The TechNoon Manifesto
Industry needs training in technical skills that is:
- On-the-job
- TechNoon is primarily for people already in technical jobs, not people trying to enter the workforce. There are lots of good training options for students seeking to be work-ready in technical careers - TechNoon is to upskill people already working.
- In-person
- Learning technical skills is easier when it is done in a face-to-face community. There will usually be an on-line component of TechNoon but in-person sessions are central. People helping people is part of the TechNoon ethos.
- Small weekly commitment
- People already in jobs are busy and can’t usually devote long periods of time to skills training. TechNoon courses will usually have four sessions of 2-3 hours each (including homework) depending on the topic. That seems to be the practical maximum commitment we can expect. Given the practical emphasis of TechNoon, it should be possible to split longer topics into smaller courses, each with its own practical focus.
- With multiple sessions
- Unlike one-day workshops, TechNoon courses are delivered as multiple sessions interspersed with work so that learning can be applied between sessions. This makes it possible for learners to bring practical questions and issues to subsequent sessions and avoid getting “stuck”. It is also more motivating to learn something in sessions if there are regular attempts to apply that learning in practice. This is one of the main benefits of on-the-job training compared with academic training.

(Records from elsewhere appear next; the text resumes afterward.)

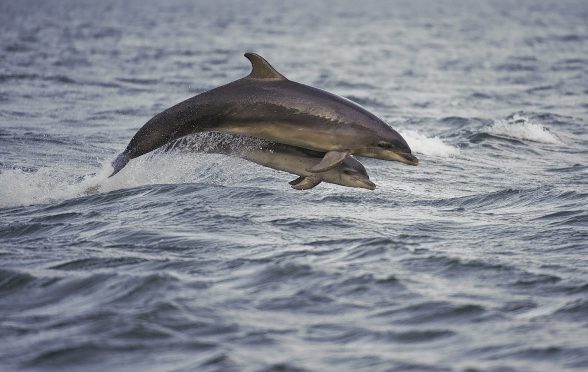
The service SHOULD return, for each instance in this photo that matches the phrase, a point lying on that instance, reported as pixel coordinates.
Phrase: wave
(432, 146)
(522, 128)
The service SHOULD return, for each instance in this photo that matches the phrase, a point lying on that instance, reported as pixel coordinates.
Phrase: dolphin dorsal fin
(261, 69)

- Learning technical skills takes time - spaced repetition and time between learning sessions helps new skills stick.
- Around lunch-time
- TechNoon occurs around lunchtime to make it easier to fit into the work week and to build community.
- At accessible locations
- Because TechNoon is a lunchtime activity, it is important that it is delivered in locations that are as close as possible to where people work. Industry support in the form of training venues is very important.
- Practical and hands-on
- Teaching and homework will typically have a substantial hands-on component where learners are actually making something useful - for example: programming code, configuration, or documentation.
- Industry-led
- Teachers will be people in industry with skills to share. TechNoon is about learning so it is crucial that teachers have good communication skills. This doesn’t mean TechNoon can only be delivered by superstars. Although there will be individuals who are unicorns with great technical, communication, and administrative skills, a more common pattern is to deliver training as a small team. There needs to be technical expertise in the room but the person actually delivering the bulk of the teaching should have good communication skills and an orientation to teaching.
- Free
- Because courses are by industry, for industry, the courses are free. Having said this, before people sign up to a course it is expected will be able to commit to the entire course, and meet the homework requirements.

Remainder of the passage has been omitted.